DNA can be pushed by electricity through an agarose gel. DNA is positively
charged and migrates away from the negative electrode and toward the
positive. Large fragments move more slowly because they bump into the gel
molecules more often than small ones. Fragments of identical size migrate
identical distances and form a band. DNA bands can be seen in the gel as
DNA binds ethidium bromide, a chemical which fluoresces orange under UV
light. However the PCR method is prone to both false positives and
negatives.
2. Southern Blotting:
Southern blotting increases the diagnostic potential of DNA probe
hybridization but requires several additional steps to the viroid protocol.

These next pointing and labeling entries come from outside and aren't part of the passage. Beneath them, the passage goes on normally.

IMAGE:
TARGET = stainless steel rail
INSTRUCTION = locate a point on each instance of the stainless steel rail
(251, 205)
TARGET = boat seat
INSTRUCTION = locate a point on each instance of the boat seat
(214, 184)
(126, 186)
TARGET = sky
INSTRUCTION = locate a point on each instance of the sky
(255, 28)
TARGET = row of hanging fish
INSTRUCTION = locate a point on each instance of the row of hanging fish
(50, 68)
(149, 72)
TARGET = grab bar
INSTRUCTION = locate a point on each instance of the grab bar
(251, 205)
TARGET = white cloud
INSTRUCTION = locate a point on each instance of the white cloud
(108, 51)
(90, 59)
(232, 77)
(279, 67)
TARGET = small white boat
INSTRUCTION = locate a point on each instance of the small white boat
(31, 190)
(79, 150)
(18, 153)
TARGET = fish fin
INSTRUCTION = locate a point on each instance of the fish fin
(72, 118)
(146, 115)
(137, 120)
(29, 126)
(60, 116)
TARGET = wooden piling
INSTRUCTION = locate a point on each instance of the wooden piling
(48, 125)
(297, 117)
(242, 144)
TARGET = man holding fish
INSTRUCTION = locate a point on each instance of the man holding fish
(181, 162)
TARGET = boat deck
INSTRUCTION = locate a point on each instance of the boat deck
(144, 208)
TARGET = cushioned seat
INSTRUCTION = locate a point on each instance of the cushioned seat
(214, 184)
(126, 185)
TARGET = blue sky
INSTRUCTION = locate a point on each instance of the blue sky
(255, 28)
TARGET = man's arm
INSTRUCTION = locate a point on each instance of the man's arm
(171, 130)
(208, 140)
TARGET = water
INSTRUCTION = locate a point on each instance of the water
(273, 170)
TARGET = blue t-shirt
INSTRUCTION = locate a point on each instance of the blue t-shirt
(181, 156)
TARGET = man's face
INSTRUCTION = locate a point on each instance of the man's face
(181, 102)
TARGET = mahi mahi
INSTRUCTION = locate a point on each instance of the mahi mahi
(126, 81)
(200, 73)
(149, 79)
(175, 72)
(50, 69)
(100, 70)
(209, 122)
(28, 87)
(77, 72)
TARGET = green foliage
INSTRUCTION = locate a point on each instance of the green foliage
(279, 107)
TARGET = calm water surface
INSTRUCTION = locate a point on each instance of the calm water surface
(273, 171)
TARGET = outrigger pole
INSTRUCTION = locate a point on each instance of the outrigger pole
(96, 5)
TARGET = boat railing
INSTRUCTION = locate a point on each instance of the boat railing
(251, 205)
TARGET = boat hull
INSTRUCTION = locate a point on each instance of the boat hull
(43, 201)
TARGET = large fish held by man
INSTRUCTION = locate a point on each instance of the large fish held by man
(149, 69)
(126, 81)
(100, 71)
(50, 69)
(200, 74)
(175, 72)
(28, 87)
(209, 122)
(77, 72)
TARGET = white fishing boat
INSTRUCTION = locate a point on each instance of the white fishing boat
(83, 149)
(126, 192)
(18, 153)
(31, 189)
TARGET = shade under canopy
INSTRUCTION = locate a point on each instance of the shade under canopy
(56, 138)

1. Purified DNA is cut with a sequence specific restriction
endonuclease. The fragments produced from different genes
are of different lengths, the fragments produced by
identical genes are identical lengths.
2. Fragments are separated by size by Gel Electrophoresis. DNA can
be pushed by electricity through an agarose gel. DNA is
positively charged and migrates away from the negative
electrode and toward the positive. Large fragments move
more slowly because they bump into the gel molecules more
often than small ones.
3. DNA is denatured, whilst still in the gel the two strands
separated to make them available for hybridization. The
strands are separated by soaking the gel in alkali.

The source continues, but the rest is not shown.